Zunckel highlighted that SA continued to be a strong performer despite declining food inflation and consumers tightening their belts. South African sales grew 7.8%, despite a weak economic climate. The latest Nielson consumer confidence figures highlight that consumers began carrying out cost-cutting measures in the second quarter of 2017.
It revealed that takeaway meals were the first to be reduced by 65% of consumers, followed by less spending on new clothes (63%), while 59% chose cheaper groceries off the retail shelves, which is right up Shoprite’s alley.
In the operations update, CEO Pieter Engelbrecht said the company had achieved this growth during a period when internal inflation decreased to 0.4% for the six months, compared with the corresponding period’s 7.4%. This was driven mainly by a reduction in the price of basic commodity items.

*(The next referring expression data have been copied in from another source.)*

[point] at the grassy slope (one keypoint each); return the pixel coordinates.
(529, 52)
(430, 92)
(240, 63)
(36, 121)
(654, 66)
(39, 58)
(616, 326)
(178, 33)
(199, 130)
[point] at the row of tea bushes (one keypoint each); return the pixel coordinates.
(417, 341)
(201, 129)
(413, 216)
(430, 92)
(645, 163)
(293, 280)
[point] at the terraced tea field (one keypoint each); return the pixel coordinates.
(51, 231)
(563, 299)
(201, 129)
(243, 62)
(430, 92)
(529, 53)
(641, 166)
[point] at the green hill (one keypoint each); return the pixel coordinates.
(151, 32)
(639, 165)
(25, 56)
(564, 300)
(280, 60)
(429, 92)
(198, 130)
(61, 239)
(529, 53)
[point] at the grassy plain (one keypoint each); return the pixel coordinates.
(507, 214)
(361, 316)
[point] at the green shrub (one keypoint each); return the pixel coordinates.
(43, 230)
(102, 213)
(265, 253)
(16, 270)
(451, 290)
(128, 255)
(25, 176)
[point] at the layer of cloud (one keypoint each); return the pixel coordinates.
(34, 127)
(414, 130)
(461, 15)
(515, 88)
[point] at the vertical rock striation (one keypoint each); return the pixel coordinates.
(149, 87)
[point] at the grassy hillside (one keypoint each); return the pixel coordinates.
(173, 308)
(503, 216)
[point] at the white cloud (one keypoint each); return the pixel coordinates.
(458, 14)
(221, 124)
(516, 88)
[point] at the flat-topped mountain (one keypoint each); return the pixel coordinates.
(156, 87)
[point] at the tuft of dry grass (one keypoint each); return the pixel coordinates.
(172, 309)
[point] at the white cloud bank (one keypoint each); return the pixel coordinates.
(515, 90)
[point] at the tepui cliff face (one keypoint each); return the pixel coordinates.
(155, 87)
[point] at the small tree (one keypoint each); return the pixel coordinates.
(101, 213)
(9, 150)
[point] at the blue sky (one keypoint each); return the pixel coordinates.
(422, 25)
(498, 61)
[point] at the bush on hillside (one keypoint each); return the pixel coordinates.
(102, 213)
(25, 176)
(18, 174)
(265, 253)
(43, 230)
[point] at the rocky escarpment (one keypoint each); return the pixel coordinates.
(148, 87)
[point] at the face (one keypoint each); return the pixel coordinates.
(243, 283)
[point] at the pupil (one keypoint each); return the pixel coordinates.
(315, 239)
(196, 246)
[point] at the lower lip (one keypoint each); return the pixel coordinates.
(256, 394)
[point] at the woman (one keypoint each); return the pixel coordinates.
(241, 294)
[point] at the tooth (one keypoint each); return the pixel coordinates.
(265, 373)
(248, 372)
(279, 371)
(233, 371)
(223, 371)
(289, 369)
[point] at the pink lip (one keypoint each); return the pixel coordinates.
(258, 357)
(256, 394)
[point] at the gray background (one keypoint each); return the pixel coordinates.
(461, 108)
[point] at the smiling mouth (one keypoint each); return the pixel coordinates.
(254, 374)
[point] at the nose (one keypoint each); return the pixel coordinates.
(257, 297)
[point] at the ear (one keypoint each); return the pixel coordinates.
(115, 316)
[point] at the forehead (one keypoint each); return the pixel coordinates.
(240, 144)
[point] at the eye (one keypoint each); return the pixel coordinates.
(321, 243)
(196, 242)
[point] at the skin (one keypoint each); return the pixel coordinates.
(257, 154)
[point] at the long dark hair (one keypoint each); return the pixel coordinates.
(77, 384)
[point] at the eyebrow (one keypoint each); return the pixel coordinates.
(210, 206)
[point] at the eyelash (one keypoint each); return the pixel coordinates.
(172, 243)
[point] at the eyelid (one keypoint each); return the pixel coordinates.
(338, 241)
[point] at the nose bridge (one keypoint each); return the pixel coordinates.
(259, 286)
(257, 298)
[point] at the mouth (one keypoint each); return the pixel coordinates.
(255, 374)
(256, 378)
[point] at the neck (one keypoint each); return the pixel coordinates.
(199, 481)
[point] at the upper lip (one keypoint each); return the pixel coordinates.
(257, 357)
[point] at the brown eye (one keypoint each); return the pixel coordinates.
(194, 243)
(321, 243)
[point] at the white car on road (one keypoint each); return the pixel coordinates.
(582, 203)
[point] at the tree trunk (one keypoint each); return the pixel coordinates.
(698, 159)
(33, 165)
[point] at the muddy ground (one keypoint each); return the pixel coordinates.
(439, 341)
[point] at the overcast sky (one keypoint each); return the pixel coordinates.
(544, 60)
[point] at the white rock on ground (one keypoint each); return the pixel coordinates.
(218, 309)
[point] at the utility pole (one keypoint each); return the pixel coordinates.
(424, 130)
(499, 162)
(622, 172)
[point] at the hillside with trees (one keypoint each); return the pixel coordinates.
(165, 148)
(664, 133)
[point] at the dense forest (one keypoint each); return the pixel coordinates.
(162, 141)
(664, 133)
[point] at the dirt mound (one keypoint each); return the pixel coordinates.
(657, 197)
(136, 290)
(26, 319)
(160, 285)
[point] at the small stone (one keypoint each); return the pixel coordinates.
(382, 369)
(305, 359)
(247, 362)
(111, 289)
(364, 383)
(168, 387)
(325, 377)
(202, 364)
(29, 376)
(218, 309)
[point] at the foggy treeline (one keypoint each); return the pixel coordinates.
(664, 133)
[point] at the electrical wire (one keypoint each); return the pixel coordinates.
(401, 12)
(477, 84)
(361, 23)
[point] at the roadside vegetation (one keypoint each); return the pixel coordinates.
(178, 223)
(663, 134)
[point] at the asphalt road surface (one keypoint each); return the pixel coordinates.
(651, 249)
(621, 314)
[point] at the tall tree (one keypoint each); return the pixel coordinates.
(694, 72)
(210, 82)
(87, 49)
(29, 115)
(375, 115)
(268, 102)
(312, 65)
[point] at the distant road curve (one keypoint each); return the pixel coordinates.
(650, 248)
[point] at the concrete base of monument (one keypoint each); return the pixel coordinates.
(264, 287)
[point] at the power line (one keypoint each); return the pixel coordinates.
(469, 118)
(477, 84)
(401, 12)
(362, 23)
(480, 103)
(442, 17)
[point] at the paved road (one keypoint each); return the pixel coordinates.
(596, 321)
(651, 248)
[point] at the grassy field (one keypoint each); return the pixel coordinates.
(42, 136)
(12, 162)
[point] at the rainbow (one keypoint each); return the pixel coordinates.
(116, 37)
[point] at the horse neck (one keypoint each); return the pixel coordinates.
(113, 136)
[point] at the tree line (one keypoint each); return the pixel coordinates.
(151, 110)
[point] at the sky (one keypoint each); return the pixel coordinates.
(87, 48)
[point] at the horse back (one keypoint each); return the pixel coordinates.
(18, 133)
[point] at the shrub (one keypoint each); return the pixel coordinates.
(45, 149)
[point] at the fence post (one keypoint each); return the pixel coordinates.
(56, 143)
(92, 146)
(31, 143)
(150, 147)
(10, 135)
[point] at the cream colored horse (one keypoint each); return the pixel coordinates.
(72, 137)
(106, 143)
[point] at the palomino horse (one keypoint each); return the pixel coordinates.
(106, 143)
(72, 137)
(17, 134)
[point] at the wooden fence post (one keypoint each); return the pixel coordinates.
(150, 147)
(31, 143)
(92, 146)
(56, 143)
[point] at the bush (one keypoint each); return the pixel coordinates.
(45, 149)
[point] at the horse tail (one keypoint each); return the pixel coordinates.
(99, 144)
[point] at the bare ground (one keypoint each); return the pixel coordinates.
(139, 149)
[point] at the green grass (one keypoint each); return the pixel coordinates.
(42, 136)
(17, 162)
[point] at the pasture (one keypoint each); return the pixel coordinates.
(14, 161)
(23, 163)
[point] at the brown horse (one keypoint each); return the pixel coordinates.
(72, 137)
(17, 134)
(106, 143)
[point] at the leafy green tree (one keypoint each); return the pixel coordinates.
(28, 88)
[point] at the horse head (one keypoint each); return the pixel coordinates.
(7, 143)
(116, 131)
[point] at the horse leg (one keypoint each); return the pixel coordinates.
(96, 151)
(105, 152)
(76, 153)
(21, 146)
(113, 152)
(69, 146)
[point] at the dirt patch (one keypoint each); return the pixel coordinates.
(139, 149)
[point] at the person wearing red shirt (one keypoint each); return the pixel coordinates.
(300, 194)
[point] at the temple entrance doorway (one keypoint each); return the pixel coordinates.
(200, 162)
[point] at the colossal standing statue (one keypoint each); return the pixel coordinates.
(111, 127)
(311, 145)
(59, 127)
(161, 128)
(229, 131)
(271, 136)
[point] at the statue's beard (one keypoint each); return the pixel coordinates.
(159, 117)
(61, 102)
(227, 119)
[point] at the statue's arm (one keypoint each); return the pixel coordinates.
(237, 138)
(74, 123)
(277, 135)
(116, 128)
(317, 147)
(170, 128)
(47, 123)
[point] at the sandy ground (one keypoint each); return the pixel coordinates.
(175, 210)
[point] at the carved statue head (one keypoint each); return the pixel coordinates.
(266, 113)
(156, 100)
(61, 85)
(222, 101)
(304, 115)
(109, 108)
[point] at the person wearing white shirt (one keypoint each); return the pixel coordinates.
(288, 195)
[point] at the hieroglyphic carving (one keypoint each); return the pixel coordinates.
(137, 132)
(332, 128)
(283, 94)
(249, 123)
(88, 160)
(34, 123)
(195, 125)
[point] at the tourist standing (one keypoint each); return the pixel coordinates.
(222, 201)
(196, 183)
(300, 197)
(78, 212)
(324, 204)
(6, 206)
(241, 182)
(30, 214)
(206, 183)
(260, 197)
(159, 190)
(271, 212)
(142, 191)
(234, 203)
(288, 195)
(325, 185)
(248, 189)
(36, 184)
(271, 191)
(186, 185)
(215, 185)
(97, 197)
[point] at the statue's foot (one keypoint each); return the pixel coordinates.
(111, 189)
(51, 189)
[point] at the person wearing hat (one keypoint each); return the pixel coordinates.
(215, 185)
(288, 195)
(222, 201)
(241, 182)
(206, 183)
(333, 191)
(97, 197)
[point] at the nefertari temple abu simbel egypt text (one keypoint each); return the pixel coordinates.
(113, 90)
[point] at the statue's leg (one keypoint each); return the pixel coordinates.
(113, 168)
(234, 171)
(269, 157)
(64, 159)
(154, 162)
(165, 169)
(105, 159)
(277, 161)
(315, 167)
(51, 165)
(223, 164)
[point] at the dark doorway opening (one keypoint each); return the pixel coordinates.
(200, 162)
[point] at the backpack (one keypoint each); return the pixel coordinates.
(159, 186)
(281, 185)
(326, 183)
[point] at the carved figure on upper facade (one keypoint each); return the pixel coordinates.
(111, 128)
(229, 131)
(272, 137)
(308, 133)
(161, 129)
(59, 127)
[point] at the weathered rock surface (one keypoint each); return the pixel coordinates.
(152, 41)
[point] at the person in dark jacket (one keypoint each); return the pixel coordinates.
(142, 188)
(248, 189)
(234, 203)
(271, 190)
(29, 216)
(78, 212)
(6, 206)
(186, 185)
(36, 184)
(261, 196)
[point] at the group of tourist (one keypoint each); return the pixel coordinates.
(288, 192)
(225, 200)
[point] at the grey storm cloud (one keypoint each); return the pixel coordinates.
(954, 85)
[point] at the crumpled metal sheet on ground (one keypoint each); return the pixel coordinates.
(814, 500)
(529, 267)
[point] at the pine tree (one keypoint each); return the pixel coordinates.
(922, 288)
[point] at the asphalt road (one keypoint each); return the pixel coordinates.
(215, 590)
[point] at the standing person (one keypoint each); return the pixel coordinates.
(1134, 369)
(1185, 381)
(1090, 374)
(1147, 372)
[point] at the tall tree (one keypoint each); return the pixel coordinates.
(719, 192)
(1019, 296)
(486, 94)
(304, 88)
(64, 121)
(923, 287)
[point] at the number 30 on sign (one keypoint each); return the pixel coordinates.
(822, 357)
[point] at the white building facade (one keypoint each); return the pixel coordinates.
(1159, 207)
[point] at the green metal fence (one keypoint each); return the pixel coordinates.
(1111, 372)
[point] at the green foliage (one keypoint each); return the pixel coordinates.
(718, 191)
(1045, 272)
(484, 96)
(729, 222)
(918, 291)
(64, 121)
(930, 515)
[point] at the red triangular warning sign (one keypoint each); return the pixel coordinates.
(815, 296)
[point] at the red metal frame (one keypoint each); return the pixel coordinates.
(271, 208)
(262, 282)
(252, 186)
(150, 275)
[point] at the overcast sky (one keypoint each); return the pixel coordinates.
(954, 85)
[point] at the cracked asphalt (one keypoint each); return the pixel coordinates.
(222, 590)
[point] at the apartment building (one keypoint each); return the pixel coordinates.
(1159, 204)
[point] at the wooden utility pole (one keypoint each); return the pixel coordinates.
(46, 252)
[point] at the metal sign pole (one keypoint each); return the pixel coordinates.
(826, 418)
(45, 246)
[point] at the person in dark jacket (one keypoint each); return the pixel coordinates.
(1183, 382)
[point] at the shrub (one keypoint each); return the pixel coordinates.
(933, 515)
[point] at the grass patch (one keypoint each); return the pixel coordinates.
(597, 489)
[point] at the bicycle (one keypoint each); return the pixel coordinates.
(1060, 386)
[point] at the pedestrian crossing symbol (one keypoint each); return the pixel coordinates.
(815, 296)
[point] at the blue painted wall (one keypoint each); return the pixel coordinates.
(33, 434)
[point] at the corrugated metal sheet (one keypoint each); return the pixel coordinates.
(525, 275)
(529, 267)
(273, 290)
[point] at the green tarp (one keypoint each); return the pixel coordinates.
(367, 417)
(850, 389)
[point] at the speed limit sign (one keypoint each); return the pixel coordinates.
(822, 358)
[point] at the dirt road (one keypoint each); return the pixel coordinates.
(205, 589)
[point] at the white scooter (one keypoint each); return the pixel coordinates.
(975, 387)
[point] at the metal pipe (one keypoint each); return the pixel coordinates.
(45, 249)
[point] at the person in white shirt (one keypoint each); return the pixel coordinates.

Shoprite’s furniture segment, including brands such as House & Home, saw sales jump 10.8%. The group’s “other segments” grew 6.7%, driven mainly by the OK franchise division’s performance.
SA CONTINUED TO BE A STRONG PERFORMER DESPITE DECLINING FOOD INFLATION AND BELT TIGHTENING
Engelbrecht was delighted with this outcome, which he said was more or less in line with the South African supermarket division, given the low internal price inflation.
“The current pace of growth must be viewed in context of the strong turnover growth of 14% in the corresponding six months in the prior year and overall internal price deflation in the last quarter,” the retailer pointed out.
Zunckel was upbeat about the outlook, but shareholders will have to wait for interim results on February 27.
“Prospects are good for Shoprite if they can continue to extract margin from the domestic business as supply chain efficiencies improve,” Zunckel said.
Shoprite’s share price fell 7% after the operating update was announced but recovered to close 3.29% stronger at R220.